In 1768, when Captain James Cook set sail on the first of three voyages to the South Seas, he carried with him secret orders from the British Admiralty to seek ‘a Continent or Land of great extent’ and to take possession of that country ‘in the Name of the King of Great Britain’.
While each of his three epic journeys had its own aims and yielded its own spectacular discoveries, it was this confidential agenda that would transform the way Europeans viewed the Pacific Ocean and its lands. The maps, journals, log books and paintings from Cook’s travels are just some of the State Library’s incredible records of this exciting time.
The first voyage
James Cook's first Pacific voyage (1768-1771) was aboard the Endeavour and began on 27 May 1768. Cook’s voyage had three aims; to establish an observatory at Tahiti in order to record the transit of Venus (when the planet passed between the earth and the sun), on 3 June 1769. The second aim was to record natural history, led by 25-year-old Joseph Banks. The final secret goal was to continue the search for the Great South Land.
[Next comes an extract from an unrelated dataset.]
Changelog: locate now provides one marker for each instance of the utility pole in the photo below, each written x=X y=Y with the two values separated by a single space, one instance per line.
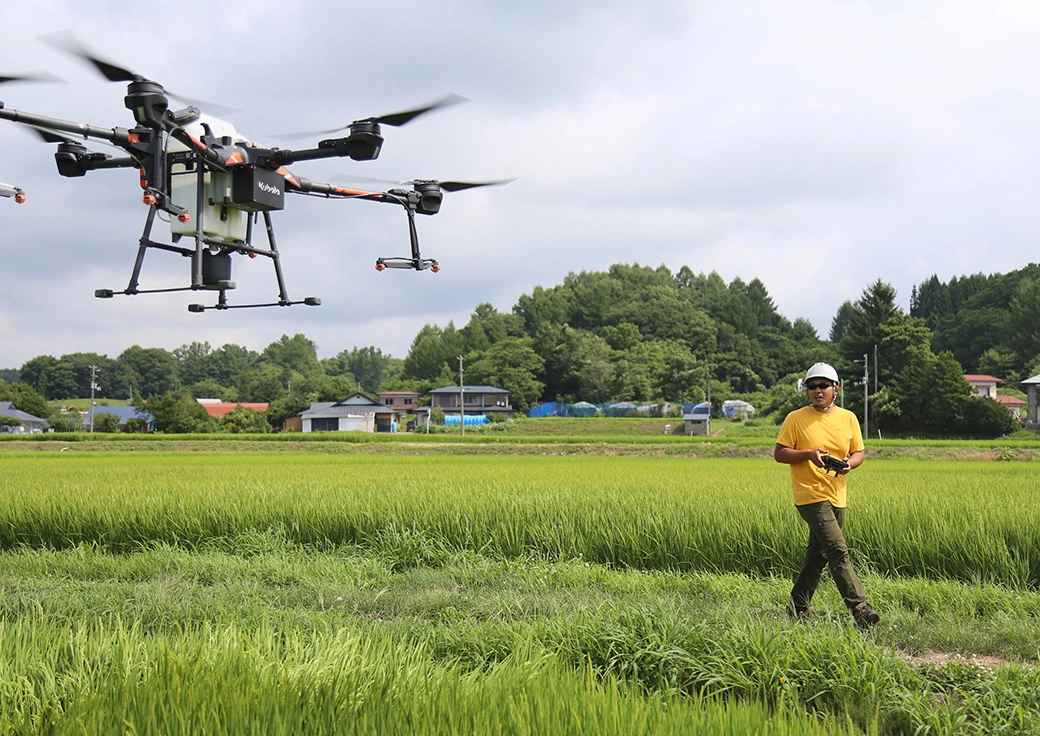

Cook reached the southern coast of New South Wales in 1770 and sailed north, charting Australia’s eastern coastline and claiming the land for Great Britain on 22nd August 1770.
The second voyage
Cook's second Pacific voyage, (1772-1775), aimed to establish whether there was an inhabited southern continent, and make astronomical observations.
The two ships Resolution and Adventure were fitted out for the expedition. In 1772, before he set out, Cook created a map which showed the discoveries made in the Southern Ocean up until 1770 and sketched out his proposed route for the upcoming voyage. In 1773, accompanied by naturalists, astronomers and an artist, Cook made his first crossing of the Antarctic Circle, claiming that he had been further south than any person. During a voyage of 100,000 km, Cook sailed south of the Antarctic Circle (at 66˚30’S) on three occasions, proving that the southern landmass was neither as large or as habitable as once thought. Cook also discovered several islands along the Scotia Arc, initiating the commercial interest that underpinned much of the focus on Antarctica over the next 150 years.
The third voyage
Cook’s third and final voyage (1776-1779) of discovery was an attempt to locate a North-West Passage, an ice-free sea route which linked the Atlantic to the Pacific Ocean. Again, Cook commanded the Resolution while Charles Clerke commanded Discovery. Leaving England in 1776, Cook first sailed south to Tahiti to return Omai, a Tahitian man, to his home. Omai had been taken on Cook’s second voyage and had been an object of curiosity in London. It was on this, Cook's final voyage, that he discovered the Hawaiian Islands in January 1778. This major discovery would lead to his death – Cook was killed on a return visit to Hawaii at Kealakekua Bay, on 14 February 1779.